The Student News Site of Shawnee Mission Northwest


The Student News Site of Shawnee Mission Northwest


The Student News Site of Shawnee Mission Northwest



How I found hope
Senior Zia Carter stands Sept. 5 in Room 151.

Her excitement was obvious.

I took hold of the hot pink pipe.

She led me through her apartment’s clubhouse. I was taken to a white wire lawn chair, shaded from the sun by an alley overhang. At this seat, another friend of hers and I had a staring contest. At this seat, she and I laughed, dazed by our high.

It was the answer to my curiosity. With her guidance, my leftover worries burned away with the 10-dollar gram. It was only curiosity. Then, it was community. And access made sure I was always tempted. These things kept me close to drugs, even after I was sober.


Around a year later, 13-year-old me read the bedroom walls covered in writing. The lights were off, but a purple hue from somewhere was enough. She and her friends’ quiet snores filled the silent bedroom. Tabs still stuck to my tongue.

My mind wouldn’t let me sleep off what I took. Every thought was loud and constant and paralyzing. But I was desperately yearning – learning – to move.

It’s cold, but I already had my coat on. I was thirsty, but every sip of the off-brand 7UP went right through me. I was starving, but we only had hot fries. I’m convinced one of her friends, maybe all of them, are awake, and that terrifies me. It means they’re awake watching me.

At this moment, I learned that I can’t save myself.

Breaking, drowning, I looked to her.

And she was sleeping. It dawned on me that I wouldn’t have felt comfortable telling her what I was going through, even if she was awake. What would she do? She wouldn’t even bother to try and save me.

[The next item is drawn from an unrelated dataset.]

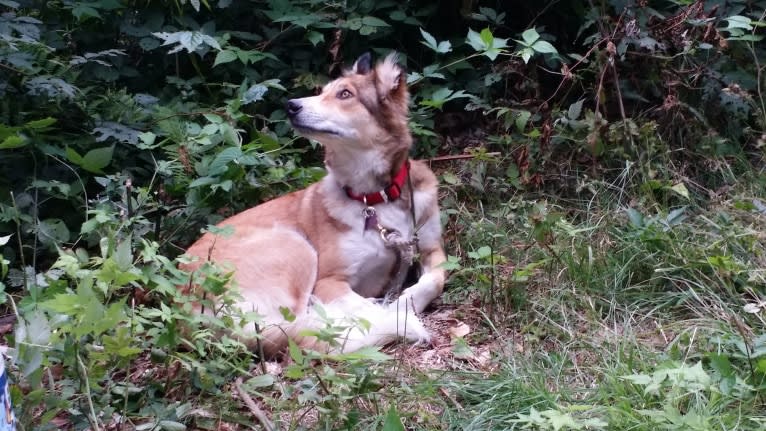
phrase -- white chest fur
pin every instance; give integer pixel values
(369, 262)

Despair consumes me when no one else comes to mind. Except for one forgotten God.

My eyes landed on a magnet we had been playing with. One side read, “Come in, I’m clean!”

I recounted how the people at church did it, with their heads bowed and knees to the ground. So I did the same. The lie on the magnet made me cry, but she and her friends might be watching so I sobbed silently. Tears landed softly on the carpet an inch below my eyes.

I know I’m not but–

Terrified, I whisper, “Please.”

Not until two years later did anything actually click.

I never stopped daydreaming about one last high or the community I used to have. But I had no access because she and I weren’t friends anymore.

So what time I would’ve spent with her, I spent learning about God instead. In prayer, I heard Him respond to me. I learned that His voice was soft, loving, and understandable.

Still, I wasn’t fully committed.

Then the dissociation, something my therapist said the drugs almost solely caused, became worse. There were times when I didn’t recognize my brother’s face. Other times, my hand. At its toughest, I couldn’t determine whether anything was real, or if I was in some simulation. Or worse–nothing at all.

Ironically, the invisible God became the most real to me then. When nothing was real, He was.

Still, I wasn’t fully committed.

Until that night in June at a youth retreat, after worship was already over and hot pizza was brought out. I moved myself to the bathroom because I wasn’t ready to move on. Everything I’d been searching for was finally at my fingertips–no more dissociation, no more ties to my past–and I almost had it.

A verse from the book of James echoed in my head,

“Is anyone among you sick? Let him call for the elders of the church, and let them pray over him ”

So I did. I lifted my face from my hands and walked into the room I had just stepped out of, where I knew my youth pastors were.

And I asked for prayer.

I was delivered from dissociation that night.

I stopped wanting to take drugs that night.

I learned that there is always hope that night. No matter the darkness.